15,921,905 members
Articles / Artificial Intelligence
Article

# Data Classification Using VB.NET and Genetic Algorithm

Rate me:
4 Aug 2008CPOL6 min read 49.1K   2.7K   30   3
A simple example of how to classify data using genetic algorithm and VB.Net

## Introduction

Genetic Algorithms are part of Artificial Intelligence (AI). Actually, the concept of genetic algorithm is a copy from evolution in nature. New generations with more consistency and compatibility can surpass older generations, and they exchange their characteristics with the closest generations. This article shows how genetic algorithms can help us to classify our data based on a function called the genetic algorithm function.

Imagine that we have data which is a combination of different data groups from zones with identical behavior. This means that, although each data group has its own functionality, the difference is only between function parameters. The graph below shows a number of points on the XY coordinate. Obviously our data is a combination of two data groups. Now lets imagine a condition at which we already know the formula and each group is generated by a y=ax+b function. In this example we do not face a serious problem in the classification while there are only two groups and data is separated clearly.

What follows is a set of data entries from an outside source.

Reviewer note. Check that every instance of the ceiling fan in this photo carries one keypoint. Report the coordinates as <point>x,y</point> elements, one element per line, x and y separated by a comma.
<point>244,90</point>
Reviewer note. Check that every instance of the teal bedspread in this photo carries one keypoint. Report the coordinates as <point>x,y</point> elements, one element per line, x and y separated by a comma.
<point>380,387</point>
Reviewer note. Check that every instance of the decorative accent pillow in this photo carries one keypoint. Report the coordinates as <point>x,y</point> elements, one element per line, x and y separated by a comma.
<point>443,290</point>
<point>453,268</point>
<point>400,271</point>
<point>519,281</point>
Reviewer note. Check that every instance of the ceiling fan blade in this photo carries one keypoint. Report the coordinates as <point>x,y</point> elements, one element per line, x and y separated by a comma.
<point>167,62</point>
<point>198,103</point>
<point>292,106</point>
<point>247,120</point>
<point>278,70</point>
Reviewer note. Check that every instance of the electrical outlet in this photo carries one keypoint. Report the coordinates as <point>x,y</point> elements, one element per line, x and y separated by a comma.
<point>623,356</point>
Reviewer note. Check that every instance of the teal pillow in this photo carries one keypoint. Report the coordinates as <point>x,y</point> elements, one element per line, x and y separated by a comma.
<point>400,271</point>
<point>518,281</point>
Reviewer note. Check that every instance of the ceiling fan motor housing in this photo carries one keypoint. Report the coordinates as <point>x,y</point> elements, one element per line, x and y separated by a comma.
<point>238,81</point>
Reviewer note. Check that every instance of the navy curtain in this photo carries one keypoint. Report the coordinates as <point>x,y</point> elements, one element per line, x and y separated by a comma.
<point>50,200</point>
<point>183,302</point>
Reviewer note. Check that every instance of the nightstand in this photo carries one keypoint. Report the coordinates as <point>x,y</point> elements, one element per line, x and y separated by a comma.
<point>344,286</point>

In more complex examples we cannot follow such procedures. For example, take the condition at which we have five different data groups in 1000 data sets which are dispersed in XY coordinates or at the intersection area of two or more data groups. Here human observation is not reliable enough for data classification. If we try to find the mean squared error (MSE) for different groups of data and functions we just waste the time, because in most of the case, billions of mathematical terms should be calculated. This is where we need genetic algorithm in such problem.

## Background

This article does not cover all genetic algorithm subjects, but is simply an applied example of how to classify different data based on an available correlation. Let’s consider an array of data group indices. This array has a length equal to data sets count and for each data set (X and Y) it has its own group index inside its elements. For example, in the graph above we may have an array of 0 and 1 because this is supposed that we have only two data groups.

Such an array can occur in different forms, each of which has its own MSE based on the calculated parameters of our genetic algorithm functions (here y=ax+b). The figure below shows ten different forms of such an array. At the beginning we randomly set the values. Now our genetic algorithm begins.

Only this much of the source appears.